David Sackett , a pioneer of Evidence-Based Practice, has written the most oft-quoted definition:
"Evidence based medicine is the conscientious, explicit, and judicious use of current best evidence in making decisions about the care of individual patients. The practice of evidence based medicine means integrating individual clinical expertise with the best available external clinical evidence from systematic research.

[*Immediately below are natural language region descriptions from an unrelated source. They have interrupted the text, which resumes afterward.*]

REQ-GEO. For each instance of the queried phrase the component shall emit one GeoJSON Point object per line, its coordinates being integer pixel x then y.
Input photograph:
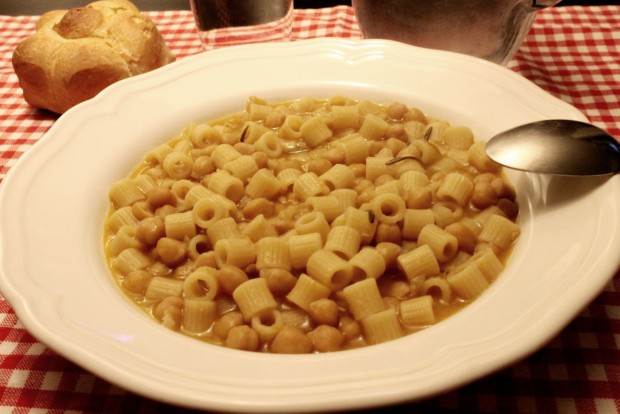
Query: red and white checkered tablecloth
{"type": "Point", "coordinates": [573, 52]}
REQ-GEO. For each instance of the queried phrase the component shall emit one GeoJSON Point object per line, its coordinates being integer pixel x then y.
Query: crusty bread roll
{"type": "Point", "coordinates": [76, 53]}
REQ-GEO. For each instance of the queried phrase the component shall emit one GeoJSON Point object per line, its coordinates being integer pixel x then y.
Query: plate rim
{"type": "Point", "coordinates": [347, 49]}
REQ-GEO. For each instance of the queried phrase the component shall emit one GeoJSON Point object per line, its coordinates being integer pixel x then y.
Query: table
{"type": "Point", "coordinates": [572, 52]}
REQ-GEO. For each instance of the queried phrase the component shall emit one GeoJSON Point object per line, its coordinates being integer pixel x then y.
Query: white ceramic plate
{"type": "Point", "coordinates": [53, 203]}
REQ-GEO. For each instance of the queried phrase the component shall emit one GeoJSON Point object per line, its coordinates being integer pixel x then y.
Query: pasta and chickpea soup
{"type": "Point", "coordinates": [311, 225]}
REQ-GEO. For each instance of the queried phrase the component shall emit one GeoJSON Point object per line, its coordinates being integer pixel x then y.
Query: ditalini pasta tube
{"type": "Point", "coordinates": [310, 225]}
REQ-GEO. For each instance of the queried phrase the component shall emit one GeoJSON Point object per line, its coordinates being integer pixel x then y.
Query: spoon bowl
{"type": "Point", "coordinates": [558, 147]}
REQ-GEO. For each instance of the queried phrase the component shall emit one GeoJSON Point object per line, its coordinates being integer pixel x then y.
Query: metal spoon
{"type": "Point", "coordinates": [558, 146]}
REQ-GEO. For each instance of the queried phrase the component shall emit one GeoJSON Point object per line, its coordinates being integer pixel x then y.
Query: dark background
{"type": "Point", "coordinates": [37, 7]}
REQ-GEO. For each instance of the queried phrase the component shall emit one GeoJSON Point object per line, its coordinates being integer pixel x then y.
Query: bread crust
{"type": "Point", "coordinates": [76, 53]}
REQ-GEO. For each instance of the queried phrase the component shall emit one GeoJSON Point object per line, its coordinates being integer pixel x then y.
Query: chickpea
{"type": "Point", "coordinates": [165, 210]}
{"type": "Point", "coordinates": [374, 147]}
{"type": "Point", "coordinates": [389, 251]}
{"type": "Point", "coordinates": [206, 259]}
{"type": "Point", "coordinates": [258, 206]}
{"type": "Point", "coordinates": [260, 158]}
{"type": "Point", "coordinates": [350, 328]}
{"type": "Point", "coordinates": [141, 210]}
{"type": "Point", "coordinates": [171, 252]}
{"type": "Point", "coordinates": [364, 185]}
{"type": "Point", "coordinates": [229, 277]}
{"type": "Point", "coordinates": [318, 165]}
{"type": "Point", "coordinates": [509, 207]}
{"type": "Point", "coordinates": [327, 338]}
{"type": "Point", "coordinates": [150, 230]}
{"type": "Point", "coordinates": [280, 281]}
{"type": "Point", "coordinates": [159, 269]}
{"type": "Point", "coordinates": [484, 177]}
{"type": "Point", "coordinates": [202, 166]}
{"type": "Point", "coordinates": [503, 189]}
{"type": "Point", "coordinates": [324, 312]}
{"type": "Point", "coordinates": [392, 302]}
{"type": "Point", "coordinates": [242, 337]}
{"type": "Point", "coordinates": [275, 119]}
{"type": "Point", "coordinates": [483, 195]}
{"type": "Point", "coordinates": [359, 169]}
{"type": "Point", "coordinates": [137, 281]}
{"type": "Point", "coordinates": [168, 312]}
{"type": "Point", "coordinates": [419, 198]}
{"type": "Point", "coordinates": [291, 340]}
{"type": "Point", "coordinates": [334, 155]}
{"type": "Point", "coordinates": [396, 110]}
{"type": "Point", "coordinates": [223, 325]}
{"type": "Point", "coordinates": [159, 196]}
{"type": "Point", "coordinates": [396, 131]}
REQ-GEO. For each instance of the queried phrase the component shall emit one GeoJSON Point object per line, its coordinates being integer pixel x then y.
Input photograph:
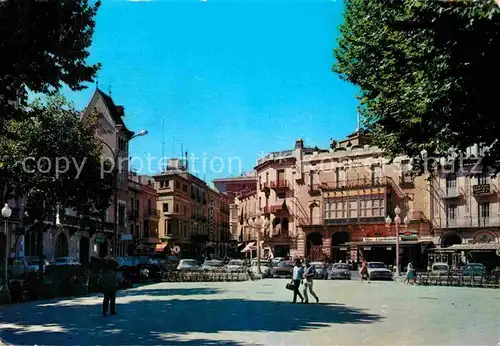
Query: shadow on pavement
{"type": "Point", "coordinates": [154, 322]}
{"type": "Point", "coordinates": [170, 292]}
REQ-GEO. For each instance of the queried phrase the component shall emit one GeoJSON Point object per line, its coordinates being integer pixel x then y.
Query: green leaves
{"type": "Point", "coordinates": [425, 71]}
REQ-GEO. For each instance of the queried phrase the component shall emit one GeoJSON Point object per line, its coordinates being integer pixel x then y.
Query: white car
{"type": "Point", "coordinates": [188, 265]}
{"type": "Point", "coordinates": [236, 266]}
{"type": "Point", "coordinates": [66, 261]}
{"type": "Point", "coordinates": [378, 271]}
{"type": "Point", "coordinates": [264, 268]}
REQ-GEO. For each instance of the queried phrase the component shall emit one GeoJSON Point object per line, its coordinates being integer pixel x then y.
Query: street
{"type": "Point", "coordinates": [260, 313]}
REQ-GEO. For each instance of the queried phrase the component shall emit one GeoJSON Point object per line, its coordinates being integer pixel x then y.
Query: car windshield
{"type": "Point", "coordinates": [212, 263]}
{"type": "Point", "coordinates": [440, 268]}
{"type": "Point", "coordinates": [189, 263]}
{"type": "Point", "coordinates": [340, 266]}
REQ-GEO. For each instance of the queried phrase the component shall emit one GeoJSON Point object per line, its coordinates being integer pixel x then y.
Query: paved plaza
{"type": "Point", "coordinates": [260, 313]}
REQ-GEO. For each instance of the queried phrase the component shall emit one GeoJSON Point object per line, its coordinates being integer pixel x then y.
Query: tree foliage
{"type": "Point", "coordinates": [56, 160]}
{"type": "Point", "coordinates": [43, 45]}
{"type": "Point", "coordinates": [427, 72]}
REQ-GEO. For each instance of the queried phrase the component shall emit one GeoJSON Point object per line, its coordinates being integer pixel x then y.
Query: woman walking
{"type": "Point", "coordinates": [298, 273]}
{"type": "Point", "coordinates": [364, 269]}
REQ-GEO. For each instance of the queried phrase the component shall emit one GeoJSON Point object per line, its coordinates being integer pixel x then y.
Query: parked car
{"type": "Point", "coordinates": [340, 271]}
{"type": "Point", "coordinates": [440, 268]}
{"type": "Point", "coordinates": [378, 271]}
{"type": "Point", "coordinates": [284, 269]}
{"type": "Point", "coordinates": [474, 269]}
{"type": "Point", "coordinates": [211, 265]}
{"type": "Point", "coordinates": [264, 268]}
{"type": "Point", "coordinates": [66, 261]}
{"type": "Point", "coordinates": [236, 266]}
{"type": "Point", "coordinates": [188, 265]}
{"type": "Point", "coordinates": [321, 271]}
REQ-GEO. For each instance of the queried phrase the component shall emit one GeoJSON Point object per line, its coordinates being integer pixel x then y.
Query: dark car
{"type": "Point", "coordinates": [340, 271]}
{"type": "Point", "coordinates": [284, 269]}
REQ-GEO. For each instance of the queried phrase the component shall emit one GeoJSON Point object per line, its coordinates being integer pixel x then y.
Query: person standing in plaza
{"type": "Point", "coordinates": [364, 269]}
{"type": "Point", "coordinates": [308, 285]}
{"type": "Point", "coordinates": [298, 273]}
{"type": "Point", "coordinates": [109, 288]}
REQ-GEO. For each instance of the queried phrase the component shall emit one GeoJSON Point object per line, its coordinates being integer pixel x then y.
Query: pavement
{"type": "Point", "coordinates": [260, 313]}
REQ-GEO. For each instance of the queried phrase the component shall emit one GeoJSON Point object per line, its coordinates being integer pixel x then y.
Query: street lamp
{"type": "Point", "coordinates": [397, 222]}
{"type": "Point", "coordinates": [6, 212]}
{"type": "Point", "coordinates": [115, 188]}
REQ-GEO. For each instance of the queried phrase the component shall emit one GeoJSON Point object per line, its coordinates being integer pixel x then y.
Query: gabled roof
{"type": "Point", "coordinates": [116, 112]}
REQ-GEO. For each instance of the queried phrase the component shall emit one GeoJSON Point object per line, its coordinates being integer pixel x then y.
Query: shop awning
{"type": "Point", "coordinates": [481, 247]}
{"type": "Point", "coordinates": [248, 247]}
{"type": "Point", "coordinates": [160, 247]}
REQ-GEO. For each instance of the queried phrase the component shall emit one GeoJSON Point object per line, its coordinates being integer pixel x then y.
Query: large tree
{"type": "Point", "coordinates": [427, 73]}
{"type": "Point", "coordinates": [56, 162]}
{"type": "Point", "coordinates": [43, 45]}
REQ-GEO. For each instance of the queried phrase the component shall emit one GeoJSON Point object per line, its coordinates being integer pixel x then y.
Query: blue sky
{"type": "Point", "coordinates": [228, 78]}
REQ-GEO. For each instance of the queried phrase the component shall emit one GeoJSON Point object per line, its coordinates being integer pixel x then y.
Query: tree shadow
{"type": "Point", "coordinates": [170, 291]}
{"type": "Point", "coordinates": [157, 321]}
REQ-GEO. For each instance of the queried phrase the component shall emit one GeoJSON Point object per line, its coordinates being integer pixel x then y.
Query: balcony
{"type": "Point", "coordinates": [275, 209]}
{"type": "Point", "coordinates": [151, 212]}
{"type": "Point", "coordinates": [280, 185]}
{"type": "Point", "coordinates": [133, 214]}
{"type": "Point", "coordinates": [482, 190]}
{"type": "Point", "coordinates": [451, 193]}
{"type": "Point", "coordinates": [353, 184]}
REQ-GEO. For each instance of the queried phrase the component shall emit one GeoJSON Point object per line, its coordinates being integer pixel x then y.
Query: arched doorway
{"type": "Point", "coordinates": [284, 226]}
{"type": "Point", "coordinates": [84, 250]}
{"type": "Point", "coordinates": [339, 250]}
{"type": "Point", "coordinates": [62, 247]}
{"type": "Point", "coordinates": [314, 246]}
{"type": "Point", "coordinates": [451, 239]}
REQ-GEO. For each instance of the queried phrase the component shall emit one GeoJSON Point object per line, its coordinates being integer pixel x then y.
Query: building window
{"type": "Point", "coordinates": [483, 179]}
{"type": "Point", "coordinates": [451, 215]}
{"type": "Point", "coordinates": [451, 184]}
{"type": "Point", "coordinates": [484, 214]}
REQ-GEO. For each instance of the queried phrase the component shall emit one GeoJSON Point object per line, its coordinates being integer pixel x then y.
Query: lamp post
{"type": "Point", "coordinates": [116, 170]}
{"type": "Point", "coordinates": [6, 212]}
{"type": "Point", "coordinates": [397, 222]}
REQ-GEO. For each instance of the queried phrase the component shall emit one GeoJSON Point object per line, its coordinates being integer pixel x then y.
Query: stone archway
{"type": "Point", "coordinates": [450, 239]}
{"type": "Point", "coordinates": [62, 245]}
{"type": "Point", "coordinates": [314, 246]}
{"type": "Point", "coordinates": [339, 249]}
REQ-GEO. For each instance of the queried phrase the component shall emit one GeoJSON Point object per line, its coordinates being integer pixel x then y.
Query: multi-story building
{"type": "Point", "coordinates": [464, 203]}
{"type": "Point", "coordinates": [194, 216]}
{"type": "Point", "coordinates": [332, 203]}
{"type": "Point", "coordinates": [143, 217]}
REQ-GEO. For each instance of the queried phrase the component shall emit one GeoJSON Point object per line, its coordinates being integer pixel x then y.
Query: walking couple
{"type": "Point", "coordinates": [298, 275]}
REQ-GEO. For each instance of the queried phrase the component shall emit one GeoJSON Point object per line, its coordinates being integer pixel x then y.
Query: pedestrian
{"type": "Point", "coordinates": [308, 285]}
{"type": "Point", "coordinates": [364, 269]}
{"type": "Point", "coordinates": [298, 273]}
{"type": "Point", "coordinates": [410, 273]}
{"type": "Point", "coordinates": [109, 287]}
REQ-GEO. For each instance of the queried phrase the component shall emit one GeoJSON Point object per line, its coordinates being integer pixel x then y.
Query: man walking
{"type": "Point", "coordinates": [109, 283]}
{"type": "Point", "coordinates": [309, 275]}
{"type": "Point", "coordinates": [298, 272]}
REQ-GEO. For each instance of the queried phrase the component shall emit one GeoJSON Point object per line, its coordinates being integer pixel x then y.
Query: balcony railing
{"type": "Point", "coordinates": [133, 214]}
{"type": "Point", "coordinates": [279, 184]}
{"type": "Point", "coordinates": [353, 183]}
{"type": "Point", "coordinates": [481, 189]}
{"type": "Point", "coordinates": [151, 212]}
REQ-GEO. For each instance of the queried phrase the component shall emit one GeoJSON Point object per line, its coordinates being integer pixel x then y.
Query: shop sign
{"type": "Point", "coordinates": [374, 239]}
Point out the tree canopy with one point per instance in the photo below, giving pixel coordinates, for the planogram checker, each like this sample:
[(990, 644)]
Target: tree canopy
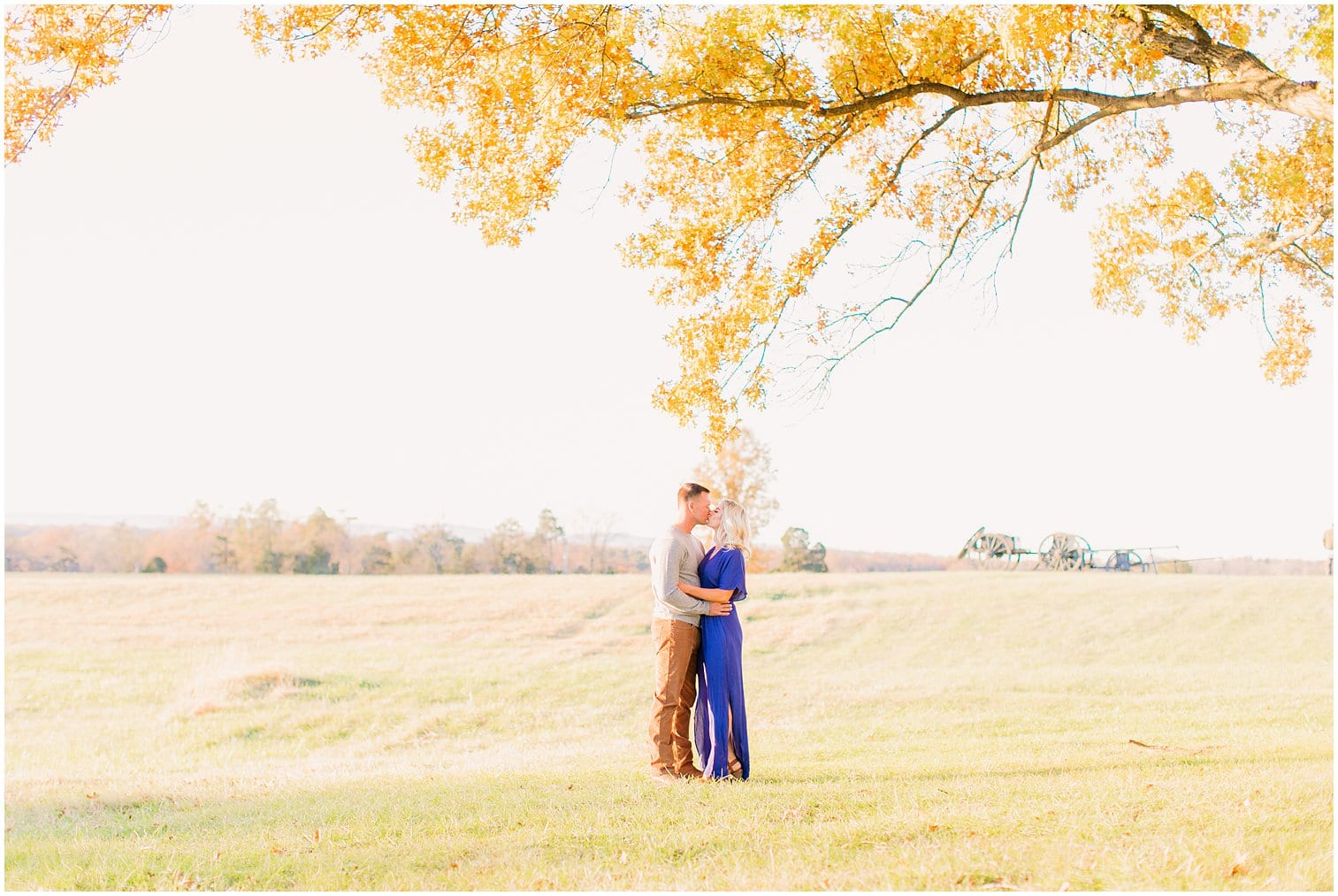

By individual clinical expertise we mean the proficiency and judgment that individual clinicians acquire through clinical experience and clinical practice. Increased expertise is reflected in many ways, but especially in more effective and efficient diagnosis and in the more thoughtful identification and compassionate use of individual patients' predicaments, rights, and preferences in making clinical decisions about their care. By best available external clinical evidence we mean clinically relevant research, often from the basic sciences of medicine, but especially from patient centred clinical research into the accuracy and precision of diagnostic tests (including the clinical examination), the power of prognostic markers, and the efficacy and safety of therapeutic, rehabilitative, and preventive regimens. External clinical evidence both invalidates previously accepted diagnostic tests and treatments and replaces them with new ones that are more powerful, more accurate, more efficacious, and safer."
Bryan Haynes has a more practical interpretation:
"Clinical decisions must include consideration of, firstly, the patient's clinical and physical circumstances to establish what is wrong and what treatment options are available. Secondly, the latter need to be tempered by research evidence concerning the efficacy, effectiveness, and efficiency of the options. Thirdly, given the likely consequences associated with each option, the clinician must consider the patient's preferences and likely actions (in terms of what interventions she or he is ready and able to accept). Finally, clinical expertise is needed to bring these considerations together and recommend the treatment that the patient is agreeable to accepting."